Movie Review by Paula Grenside
A Beautiful Mind
"John F. Nash is a reserved man and a genius. When I first met him, I could not stop thinking he was the man who had been able to discover something that had been under everybody's eyes for centuries, but he was the only one able to see it...."
"The whole story for me was special. There's a whole lot of stuff in it that's not in the script, that's not in the movie, that galvanized me. I did my own research, but there are whole patches of stuff we couldn't get informed on as Nash himself couldn't remember. ...It was a scary journey," says Russell Crowe who plays John F. Nash in " A Beautiful Mind" directed by Ron Howard.
The movie tells the story of the Princeton Maths professor who, in spite of being hospitalized as a paranoid schizophrenic, won the 1994 " Nobel Memorial Prize in Economics Science" for his work on game theory.
Soon after his degree, John Nash (Russell Crowe) discovers new math models destined to find innovative applications in several fields. In less than a decade, he develops the devastating signs of a deep schizophrenia that will inexorably change his life. He meets Alicia ( Jennifer Connolly), a beautiful student, falls in love and marries her.
Contemporarily, he is contacted by the Secret Service, is engaged in the fight against communist plots. In a memorable scene, his genial intuition finds the key to a secret code examining a multitude of ciphers on a board in front of him. He sees things the others can't see.

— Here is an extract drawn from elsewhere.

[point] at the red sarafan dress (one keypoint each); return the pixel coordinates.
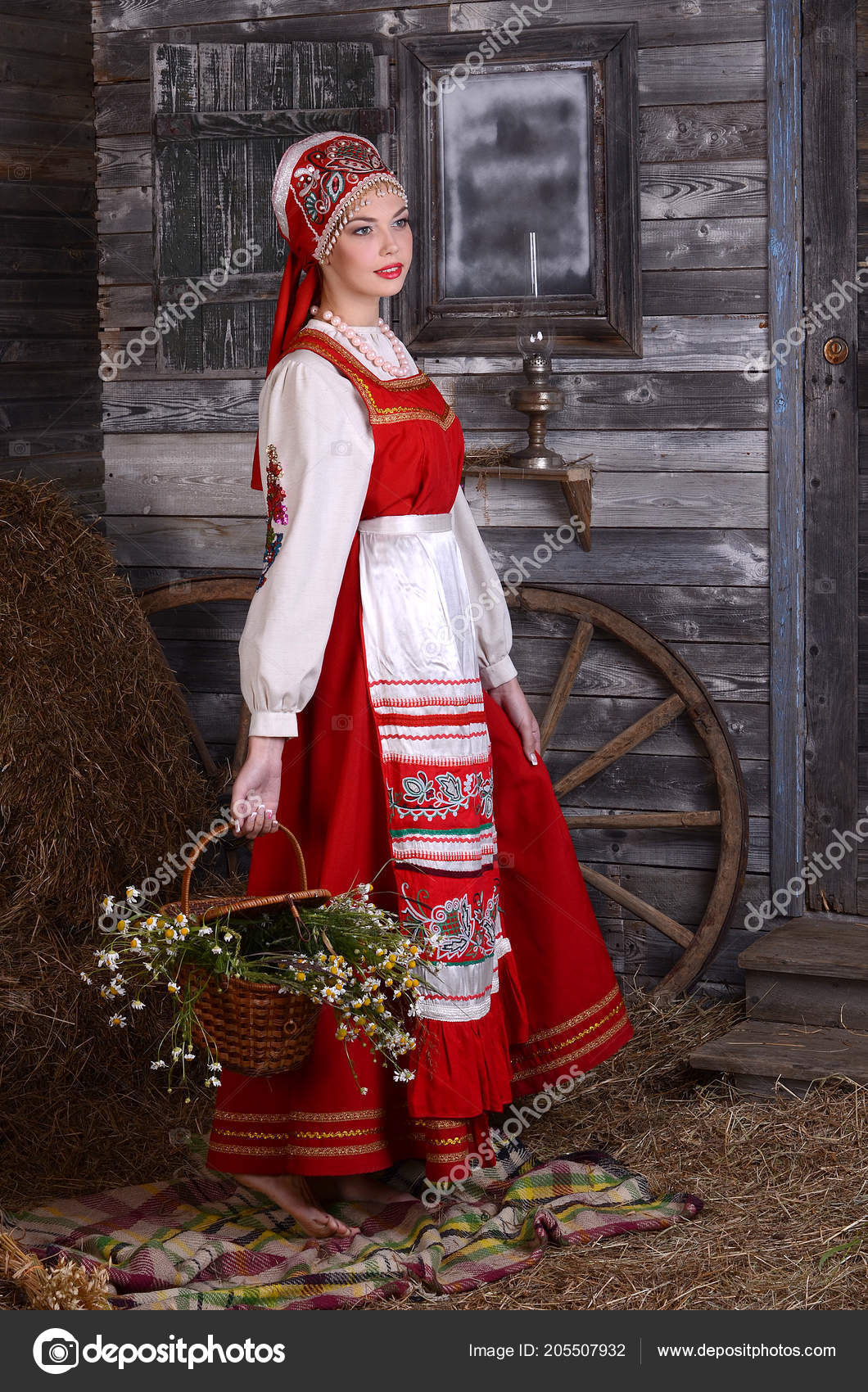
(406, 775)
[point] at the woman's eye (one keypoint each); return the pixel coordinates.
(366, 227)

The movie really aims at representing this extraordinary capability at the frontiers of rational intelligence, the power to perceive abstract structures and mathematic analysis, to give life to a man able to see shapes and meanings in a chaotic, threatening context. The "disorder" he has to cope with is not only the one caused by the Soviet counterespionage. His disease will cause him to lose his academic position, to risk his family. Only a long, tormented fight against the creations of his mind will enable him to find, eventually, a sort of balance.
The movie builds up anguished tension when the power of intelligence becomes source of constant hallucinations, of a vision continually shifting from purity to persecution.